В церкви совсем потемнело — неужели он так долго просидел здесь? — но никто не входил, он бы непременно услышал. Ирландец взглянул на часы и поморгал, чтобы рассмотреть, который час. Это не помогло; он слишком долго вглядывался в едва различимые каракули, и взгляд затуманился от утомления. Он протянул руку к спинке передней скамьи, чтобы помочь себе встать, и когда пальцы ухватились за край, Фелану показалось, что тени вокруг вдруг стали непроницаемо черными. Так не могло быть. Ночь наступает постепенно — по крайней мере в этих широтах, — и тени должны подчиняться этому закону. Наверное, виной тому были утомленные старые глаза, слишком долго читавшие при скудном освещении и щурившиеся в попытках разобрать каракули. Дело в этом. Но почему так холодно? Не просто прохладно, как обычно в каменных домах, несмотря на высокую температуру снаружи, а прямо-таки могильный холод, от которого мерзнут внутренности и коченеет спина.
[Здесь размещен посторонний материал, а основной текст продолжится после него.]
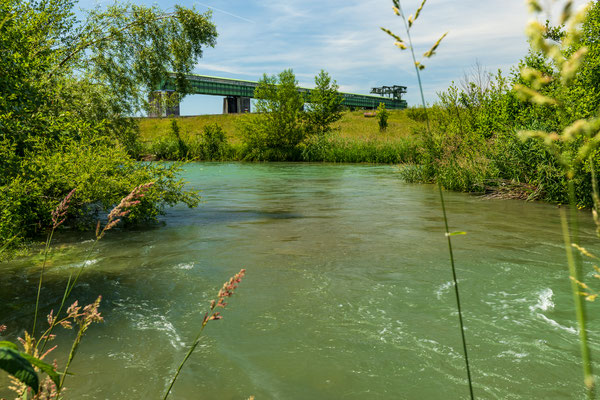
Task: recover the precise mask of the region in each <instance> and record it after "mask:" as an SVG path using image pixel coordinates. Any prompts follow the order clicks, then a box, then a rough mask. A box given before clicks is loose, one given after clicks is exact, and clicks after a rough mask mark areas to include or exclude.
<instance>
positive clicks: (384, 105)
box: [377, 103, 389, 132]
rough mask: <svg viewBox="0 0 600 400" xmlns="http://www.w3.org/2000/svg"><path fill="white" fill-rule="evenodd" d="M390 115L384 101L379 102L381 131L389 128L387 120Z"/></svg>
mask: <svg viewBox="0 0 600 400" xmlns="http://www.w3.org/2000/svg"><path fill="white" fill-rule="evenodd" d="M388 117H389V113H388V112H387V110H386V109H385V104H384V103H379V106H378V107H377V123H378V124H379V130H380V131H381V132H383V131H385V130H386V129H387V120H388Z"/></svg>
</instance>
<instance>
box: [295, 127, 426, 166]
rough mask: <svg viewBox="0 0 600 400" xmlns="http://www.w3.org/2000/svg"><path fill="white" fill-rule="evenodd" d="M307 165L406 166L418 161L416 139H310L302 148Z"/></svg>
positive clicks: (321, 137)
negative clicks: (320, 161) (387, 165)
mask: <svg viewBox="0 0 600 400" xmlns="http://www.w3.org/2000/svg"><path fill="white" fill-rule="evenodd" d="M300 148H301V149H302V154H301V155H302V160H303V161H312V162H314V161H326V162H343V163H379V164H404V163H414V162H417V161H418V157H419V152H418V143H417V141H416V140H415V139H414V138H411V137H407V138H403V139H401V140H395V141H391V140H387V141H386V140H366V139H362V140H357V139H352V138H344V137H341V136H339V135H336V134H334V133H331V134H328V135H324V136H317V135H313V136H310V137H308V138H307V139H306V140H305V141H304V142H303V143H302V145H301V146H300Z"/></svg>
Впрочем, в этом нет ничего нового, не так ли? Кое-где здесь он уже ощущал этот холод. В местах, где водятся призраки. В комнатах и домах, нуждающихся в изгнании нечистой силы.
И снова звук камня по камню. На этот раз громче. И дольше.
О Спаситель! Фелан понял, откуда исходит звук.
Его спина окоченела, по ней к шее пробежала дрожь, волосы встали дыбом. «Ну, разве это не в лучших традициях? — спросил он сам себя. — Разве мышцы должны расслабляться в таких случаях? Кажется, они достаточно тверды, так что, слава богу, не замараю белье».